Justin Medlock was lounging around his Westwood apartment Sunday, trying to keep his interest in the NFL draft as casual as possible.
He knew kickers rarely get drafted, at least that was the tale he'd often heard. Still, as the second-leading scorer in UCLA football history, Medlock had gained a toehold in the minds of NFL scouts.
"I was with my girlfriend and my mom and a friend," said Medlock, who scored 357 points during his Bruins career. "We were watching the picks, then Kansas City came up, and I had a feeling that might be the team. Then my phone rang and all of a sudden everyone got real quiet."

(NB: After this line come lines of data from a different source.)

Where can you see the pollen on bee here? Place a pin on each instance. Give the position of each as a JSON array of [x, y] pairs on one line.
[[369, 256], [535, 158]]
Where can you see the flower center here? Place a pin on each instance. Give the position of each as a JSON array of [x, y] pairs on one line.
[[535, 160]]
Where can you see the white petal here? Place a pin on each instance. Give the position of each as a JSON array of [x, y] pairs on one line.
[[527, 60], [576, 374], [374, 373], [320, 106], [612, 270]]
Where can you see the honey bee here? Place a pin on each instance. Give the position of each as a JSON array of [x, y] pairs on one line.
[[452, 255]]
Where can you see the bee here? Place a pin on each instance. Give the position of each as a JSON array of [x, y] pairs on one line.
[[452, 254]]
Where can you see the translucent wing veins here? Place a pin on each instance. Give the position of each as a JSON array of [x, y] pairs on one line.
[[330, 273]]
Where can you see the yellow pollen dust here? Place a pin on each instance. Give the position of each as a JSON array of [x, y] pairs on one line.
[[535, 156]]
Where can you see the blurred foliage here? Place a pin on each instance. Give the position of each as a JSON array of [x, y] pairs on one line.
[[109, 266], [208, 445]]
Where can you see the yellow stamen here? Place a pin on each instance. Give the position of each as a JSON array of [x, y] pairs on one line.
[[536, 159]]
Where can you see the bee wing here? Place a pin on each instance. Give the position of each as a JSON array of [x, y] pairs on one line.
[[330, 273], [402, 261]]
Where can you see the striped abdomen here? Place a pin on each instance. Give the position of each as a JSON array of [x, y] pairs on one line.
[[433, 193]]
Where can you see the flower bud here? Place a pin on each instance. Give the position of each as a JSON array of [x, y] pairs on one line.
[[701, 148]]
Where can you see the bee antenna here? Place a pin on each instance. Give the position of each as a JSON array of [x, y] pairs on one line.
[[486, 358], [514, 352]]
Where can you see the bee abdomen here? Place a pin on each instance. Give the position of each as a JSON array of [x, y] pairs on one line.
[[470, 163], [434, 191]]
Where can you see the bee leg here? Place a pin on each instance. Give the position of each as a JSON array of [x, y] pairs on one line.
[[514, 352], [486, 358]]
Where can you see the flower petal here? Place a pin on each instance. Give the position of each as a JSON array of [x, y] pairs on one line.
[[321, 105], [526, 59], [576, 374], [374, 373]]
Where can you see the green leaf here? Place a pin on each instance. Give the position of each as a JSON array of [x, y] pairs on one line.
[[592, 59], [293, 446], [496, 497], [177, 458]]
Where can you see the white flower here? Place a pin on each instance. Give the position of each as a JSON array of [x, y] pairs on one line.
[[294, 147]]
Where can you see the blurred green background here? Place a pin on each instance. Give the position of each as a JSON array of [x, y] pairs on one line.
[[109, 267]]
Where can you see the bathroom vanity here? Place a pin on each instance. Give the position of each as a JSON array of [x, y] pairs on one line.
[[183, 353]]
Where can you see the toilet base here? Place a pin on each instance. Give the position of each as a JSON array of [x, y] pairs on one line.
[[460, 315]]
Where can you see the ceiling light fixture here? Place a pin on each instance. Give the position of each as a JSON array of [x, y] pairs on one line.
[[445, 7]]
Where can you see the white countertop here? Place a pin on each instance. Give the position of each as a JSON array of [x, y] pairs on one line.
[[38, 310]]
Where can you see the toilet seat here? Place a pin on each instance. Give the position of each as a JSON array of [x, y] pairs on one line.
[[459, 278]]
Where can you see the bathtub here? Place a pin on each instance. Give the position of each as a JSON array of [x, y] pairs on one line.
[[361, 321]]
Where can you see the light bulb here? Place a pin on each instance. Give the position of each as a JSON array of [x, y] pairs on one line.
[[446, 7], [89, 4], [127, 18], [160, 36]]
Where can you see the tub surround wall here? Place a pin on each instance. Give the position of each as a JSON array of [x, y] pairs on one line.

The Chiefs made Medlock the first kicker selected in the 2007 draft, taking him with their second pick of the fifth round. No other UCLA player was drafted.
USC linebackers Dallas Sartz and Oscar Lua also were chosen Sunday, increasing the number of Trojans drafted to five.
Medlock was confident he'd be selected but admitted being excited to get the call.
"Everyone started talking, asking who it was, and my mom had to tell them all, 'Sssssh,' " Medlock said. "I was just excited. You never know if you're a kicker where you might go, fourth round, fifth round, maybe not at all and you sign as a free agent. I was wondering, but I had little doubt."
That came from a successful career at UCLA, where he was the Bruins' most consistent weapon on offense last season. He made 28 of 32 field goals and led the team with 113 points. He missed only one extra-point attempt in four seasons.
Medlock wasn't sure what his chances were, even after attending an NFL combine and going through a handful of individual workouts. Only 10 kickers were selected in the previous five drafts. Still, he had a hunch about the Chiefs after General Manager Carl Peterson -- a UCLA graduate -- talked with him at the East-West Shrine All-Star game.
"I knew they were looking for a kicker," Medlock said. "I talked with their special teams coach during the combine. But it is a situation where the teams that like you have to keep quiet. They all have a poker face."
The only thing teams were unsure about was Medlock's leg strength on kickoffs. His predraft workouts were enough for the Chiefs.
Lawrence Tynes, the Chiefs' kicker last season, made 24 of 31 field goals and finished with 106 points. Throughout his career, though, Tynes has made only 14 of 24 field goals from 40 to 49 yards, a 58% success rate that is below the NFL average of 72%. Medlock was 25 of 33 (76%) from 40 to 49 yards while at UCLA.
Tynes signed a one-year, $850,000 contract, but his hold on the job seemed shaky.
The Washington Redskins took Sartz in the fifth round, and the New England Patriots took Lua in the seventh round.
Sartz and Lua received their good news a day after three USC Trojans teammates were drafted in the second round. The Carolina Panthers took receiver Dwayne Jarrett and center Ryan Kalil and the New York Giants selected receiver Steve Smith.
USC Coach Pete Carroll said Jarrett's slip to the second round was another lesson for draft-eligible juniors who contemplate turning pro without assurance from NFL evaluators that they are regarded as the top player at their position.
"I think this is an extraordinary statement about how things work," Carroll said. "It's so clear about what we've been talking about the last few years. It couldn't be more obvious."
USC receiver Chris McFoy agreed to a free-agent contract with the Oakland Raiders, according to his agent. Fullback Ryan Powdrell said he would sign with Green Bay. Offensive lineman Kyle Williams said he would sign the Baltimore.
UCLA defensive end Justin Hickman was expected to sign as a free agent with Washington.